Orchard Insect Control Device
Pheromone traps utilize “bug hormones,” or scents, that stimulate the type of scent produced by the female insect to lure their male counterparts. Males lured into traps are then prevented from mating. These traps assist the grower in determining the mating activity of the insect pest by counting insects trapped over a period of time. This information enables a sound decision to be made regarding the timing for the release of beneficial insects and the use of organic repellents and insecticides to knock down large pest populations.
Description of Technology
Michigan State University’s invention provides an improved pheromone trap to minimize unwanted insect populations. Current monitoring “sticky” traps are large and expensive, which limits extensive placement throughout an orchard. Also, current traps provide sub-optimal pheromone dispersal (the pheromone exits via a large opening in a narrow stream, which limits dispersal).

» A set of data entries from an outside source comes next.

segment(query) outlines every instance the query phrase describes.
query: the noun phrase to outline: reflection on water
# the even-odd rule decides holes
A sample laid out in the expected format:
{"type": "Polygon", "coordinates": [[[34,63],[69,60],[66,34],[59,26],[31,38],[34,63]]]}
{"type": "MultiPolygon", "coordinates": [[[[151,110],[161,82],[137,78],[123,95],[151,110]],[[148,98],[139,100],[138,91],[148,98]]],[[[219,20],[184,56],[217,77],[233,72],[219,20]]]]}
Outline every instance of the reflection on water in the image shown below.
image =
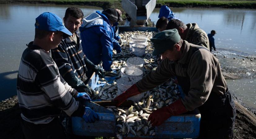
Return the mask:
{"type": "MultiPolygon", "coordinates": [[[[248,9],[172,8],[185,23],[195,23],[207,33],[216,31],[216,48],[245,52],[256,55],[256,10],[248,9]]],[[[155,23],[159,8],[150,16],[155,23]]]]}
{"type": "MultiPolygon", "coordinates": [[[[17,72],[26,44],[33,40],[35,19],[50,12],[62,19],[69,5],[0,4],[0,100],[16,94],[17,72]]],[[[100,7],[77,6],[84,17],[100,7]]]]}

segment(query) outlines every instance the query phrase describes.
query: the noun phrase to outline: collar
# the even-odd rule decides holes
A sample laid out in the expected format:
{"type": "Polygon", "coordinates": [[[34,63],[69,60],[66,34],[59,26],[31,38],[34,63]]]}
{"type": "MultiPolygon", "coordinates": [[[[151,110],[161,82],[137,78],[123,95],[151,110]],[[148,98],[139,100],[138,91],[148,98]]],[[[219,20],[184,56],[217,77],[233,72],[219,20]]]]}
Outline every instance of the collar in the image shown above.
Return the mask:
{"type": "MultiPolygon", "coordinates": [[[[77,38],[77,40],[79,40],[79,37],[80,36],[80,33],[78,31],[75,32],[75,35],[76,36],[77,38]]],[[[72,40],[70,39],[69,38],[69,36],[66,36],[65,37],[66,38],[63,40],[65,40],[66,42],[67,43],[71,43],[74,41],[73,40],[72,40]]]]}
{"type": "Polygon", "coordinates": [[[187,59],[188,56],[190,44],[186,40],[183,40],[183,43],[182,44],[182,46],[184,48],[183,52],[181,55],[181,58],[178,61],[178,62],[182,64],[184,64],[187,63],[187,59]]]}
{"type": "Polygon", "coordinates": [[[34,41],[32,41],[27,44],[26,45],[30,50],[36,50],[37,49],[43,49],[38,45],[33,44],[34,41]]]}

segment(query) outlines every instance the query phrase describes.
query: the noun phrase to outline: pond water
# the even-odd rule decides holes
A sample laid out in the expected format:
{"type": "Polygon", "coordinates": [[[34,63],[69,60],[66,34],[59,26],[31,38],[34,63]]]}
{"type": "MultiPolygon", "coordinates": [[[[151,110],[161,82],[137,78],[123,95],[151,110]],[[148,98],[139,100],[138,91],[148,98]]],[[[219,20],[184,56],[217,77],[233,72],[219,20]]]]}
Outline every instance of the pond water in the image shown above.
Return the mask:
{"type": "MultiPolygon", "coordinates": [[[[185,24],[196,23],[207,34],[212,30],[216,31],[215,46],[219,53],[214,53],[222,68],[231,70],[241,78],[226,80],[229,90],[243,103],[256,108],[256,61],[250,60],[256,57],[256,10],[171,9],[185,24]],[[224,58],[224,56],[226,57],[224,58]],[[246,56],[249,57],[248,59],[246,56]]],[[[159,10],[155,8],[150,16],[155,24],[159,19],[159,10]]]]}
{"type": "MultiPolygon", "coordinates": [[[[0,4],[0,51],[2,52],[0,55],[0,100],[16,94],[16,78],[20,57],[27,47],[26,44],[34,38],[35,19],[40,14],[47,11],[62,18],[69,6],[0,4]]],[[[76,6],[82,9],[85,17],[96,11],[102,10],[97,7],[76,6]]],[[[172,10],[185,23],[196,23],[207,33],[213,29],[217,31],[215,37],[217,50],[227,57],[231,58],[225,60],[220,59],[223,64],[227,63],[227,67],[233,66],[231,65],[235,61],[226,60],[232,59],[234,57],[228,55],[229,53],[251,57],[256,55],[256,10],[180,8],[172,10]]],[[[156,8],[150,17],[155,23],[158,19],[159,11],[159,8],[156,8]]],[[[252,64],[249,60],[243,63],[241,58],[242,57],[237,57],[236,60],[240,61],[240,61],[237,62],[237,65],[242,65],[245,62],[252,64]]],[[[253,69],[255,65],[249,69],[253,69]]],[[[246,67],[245,69],[248,68],[246,67]]],[[[245,103],[256,108],[254,86],[256,78],[251,77],[255,77],[256,74],[249,71],[248,72],[251,76],[227,82],[230,90],[241,98],[245,103]]]]}
{"type": "MultiPolygon", "coordinates": [[[[196,23],[207,34],[215,30],[216,49],[222,48],[256,55],[256,10],[216,8],[171,8],[184,23],[196,23]]],[[[158,19],[159,8],[150,18],[158,19]]]]}

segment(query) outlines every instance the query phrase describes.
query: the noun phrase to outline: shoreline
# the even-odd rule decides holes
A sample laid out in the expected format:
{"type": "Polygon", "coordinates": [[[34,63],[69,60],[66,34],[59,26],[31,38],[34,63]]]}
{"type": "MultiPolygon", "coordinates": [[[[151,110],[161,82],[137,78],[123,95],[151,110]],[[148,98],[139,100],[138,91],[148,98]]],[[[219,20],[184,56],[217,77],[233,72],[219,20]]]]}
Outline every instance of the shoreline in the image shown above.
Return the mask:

A better trap would allow their use in a “trap and kill” mode, which would reduce volumes of insecticides used and resultant residues and would provide a more targeted approach (via monitoring of insect populations) to insect control in orchards.

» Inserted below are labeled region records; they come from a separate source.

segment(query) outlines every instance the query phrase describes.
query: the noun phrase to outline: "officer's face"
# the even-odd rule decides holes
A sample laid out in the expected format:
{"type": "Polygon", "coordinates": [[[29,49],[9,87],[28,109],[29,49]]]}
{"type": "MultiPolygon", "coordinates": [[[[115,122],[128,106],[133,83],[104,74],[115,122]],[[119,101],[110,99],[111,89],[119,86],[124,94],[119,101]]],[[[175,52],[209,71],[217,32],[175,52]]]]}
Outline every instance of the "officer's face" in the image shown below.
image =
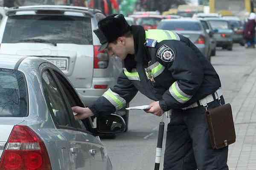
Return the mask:
{"type": "Polygon", "coordinates": [[[125,60],[127,55],[125,41],[122,38],[118,39],[116,43],[109,43],[107,51],[110,56],[117,56],[122,60],[125,60]]]}

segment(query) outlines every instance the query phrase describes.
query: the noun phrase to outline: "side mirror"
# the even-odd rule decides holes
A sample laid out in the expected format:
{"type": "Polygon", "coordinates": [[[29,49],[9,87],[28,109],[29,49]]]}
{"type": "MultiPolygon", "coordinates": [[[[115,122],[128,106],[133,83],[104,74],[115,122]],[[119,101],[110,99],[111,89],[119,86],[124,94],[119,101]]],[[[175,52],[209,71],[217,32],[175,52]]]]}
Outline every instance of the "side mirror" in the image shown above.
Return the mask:
{"type": "Polygon", "coordinates": [[[212,31],[213,31],[214,33],[216,33],[218,32],[218,29],[214,29],[212,30],[212,31]]]}
{"type": "Polygon", "coordinates": [[[97,118],[97,131],[100,133],[116,133],[125,130],[124,119],[115,114],[97,118]]]}

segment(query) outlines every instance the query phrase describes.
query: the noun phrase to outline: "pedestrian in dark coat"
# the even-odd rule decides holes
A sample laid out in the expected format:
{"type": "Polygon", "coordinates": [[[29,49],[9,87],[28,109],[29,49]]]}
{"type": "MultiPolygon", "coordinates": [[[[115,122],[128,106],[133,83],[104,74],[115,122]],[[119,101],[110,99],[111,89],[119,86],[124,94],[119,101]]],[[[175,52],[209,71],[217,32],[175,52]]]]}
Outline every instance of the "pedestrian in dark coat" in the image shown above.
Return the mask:
{"type": "Polygon", "coordinates": [[[251,13],[248,18],[248,21],[245,25],[244,36],[246,41],[245,47],[247,48],[255,48],[254,39],[255,38],[255,25],[256,24],[256,17],[255,14],[251,13]]]}

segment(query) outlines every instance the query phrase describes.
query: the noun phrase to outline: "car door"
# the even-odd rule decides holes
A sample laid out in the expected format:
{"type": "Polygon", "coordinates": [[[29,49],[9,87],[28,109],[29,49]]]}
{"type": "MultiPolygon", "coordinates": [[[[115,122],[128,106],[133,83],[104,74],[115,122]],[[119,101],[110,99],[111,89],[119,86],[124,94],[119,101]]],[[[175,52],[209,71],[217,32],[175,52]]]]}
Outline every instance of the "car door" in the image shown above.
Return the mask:
{"type": "MultiPolygon", "coordinates": [[[[81,126],[74,121],[71,108],[66,102],[66,97],[58,81],[51,64],[41,66],[42,84],[47,106],[56,130],[61,140],[55,142],[62,155],[61,169],[91,170],[90,161],[90,141],[92,141],[90,132],[82,133],[78,129],[81,126]]],[[[85,129],[86,128],[85,128],[85,129]]]]}
{"type": "MultiPolygon", "coordinates": [[[[75,106],[83,106],[82,102],[76,90],[72,85],[69,83],[68,81],[62,75],[61,73],[57,71],[53,71],[56,79],[58,79],[60,86],[67,97],[67,105],[70,108],[75,106]]],[[[86,153],[90,157],[90,160],[92,170],[106,170],[109,169],[108,167],[107,160],[105,156],[105,147],[102,144],[98,137],[95,137],[89,133],[89,131],[92,131],[92,123],[90,119],[81,120],[75,120],[73,119],[71,121],[73,124],[76,125],[78,130],[80,130],[80,134],[77,136],[76,139],[77,144],[88,144],[89,151],[86,153]],[[86,136],[86,138],[84,136],[86,136]],[[85,140],[85,142],[84,142],[85,140]]],[[[82,164],[83,160],[77,160],[78,163],[82,164]]]]}

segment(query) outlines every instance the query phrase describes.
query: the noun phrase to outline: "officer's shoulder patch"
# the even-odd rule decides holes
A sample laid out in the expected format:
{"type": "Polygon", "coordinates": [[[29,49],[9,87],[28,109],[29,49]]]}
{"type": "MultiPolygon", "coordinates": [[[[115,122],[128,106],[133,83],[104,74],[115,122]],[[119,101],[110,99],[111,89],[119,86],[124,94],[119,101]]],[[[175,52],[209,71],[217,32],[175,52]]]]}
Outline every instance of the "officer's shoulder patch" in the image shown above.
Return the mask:
{"type": "Polygon", "coordinates": [[[157,57],[166,62],[171,62],[174,60],[175,54],[173,50],[167,45],[164,45],[158,48],[157,57]]]}
{"type": "Polygon", "coordinates": [[[149,47],[155,47],[157,45],[156,40],[147,38],[146,40],[146,46],[149,47]]]}

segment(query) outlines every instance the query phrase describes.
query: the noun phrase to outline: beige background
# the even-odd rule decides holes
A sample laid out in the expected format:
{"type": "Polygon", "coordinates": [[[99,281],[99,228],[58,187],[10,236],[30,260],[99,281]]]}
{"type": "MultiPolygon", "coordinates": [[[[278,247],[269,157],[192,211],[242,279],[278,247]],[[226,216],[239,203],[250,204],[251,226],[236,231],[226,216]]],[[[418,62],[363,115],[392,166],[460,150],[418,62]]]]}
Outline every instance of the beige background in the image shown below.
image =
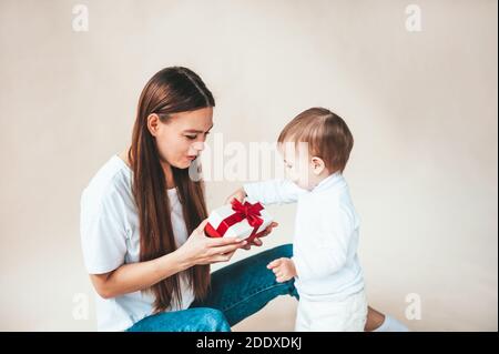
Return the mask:
{"type": "MultiPolygon", "coordinates": [[[[225,141],[274,141],[312,105],[342,114],[369,302],[416,331],[497,331],[496,1],[417,1],[421,32],[408,1],[81,1],[88,32],[75,3],[0,0],[0,330],[95,328],[80,193],[128,145],[145,81],[182,64],[225,141]]],[[[210,206],[237,185],[208,183],[210,206]]],[[[294,206],[271,211],[266,247],[291,242],[294,206]]],[[[235,330],[291,330],[295,306],[235,330]]]]}

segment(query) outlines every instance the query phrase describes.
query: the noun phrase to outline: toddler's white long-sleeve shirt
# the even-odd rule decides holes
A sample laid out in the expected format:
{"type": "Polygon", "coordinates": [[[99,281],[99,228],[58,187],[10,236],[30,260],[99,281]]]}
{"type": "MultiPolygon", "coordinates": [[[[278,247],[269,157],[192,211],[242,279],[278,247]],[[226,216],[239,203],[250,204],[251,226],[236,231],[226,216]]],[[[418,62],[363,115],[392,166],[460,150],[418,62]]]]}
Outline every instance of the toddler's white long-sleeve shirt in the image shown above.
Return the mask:
{"type": "Polygon", "coordinates": [[[312,191],[287,180],[247,183],[244,190],[264,204],[297,202],[293,261],[301,297],[343,300],[364,289],[357,257],[359,218],[340,173],[312,191]]]}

- Dispersal efficiency: The improved trap design would increase baiting efficiency and results.
- Specificity: Proposed trap hole size selects for targeted insects.
- Widely applicable: The trap would provide a cheaper and improved alternative for wide use in orchards for control and monitoring insects.
- Reduced insecticide usage: Targeted and more effective application of insecticides could be achieved. For example, an orchard manager could limit insecticide applications to “hot” areas determined via use of the improved pheromone traps.
The technology has applications for orchards and other agricultural operations.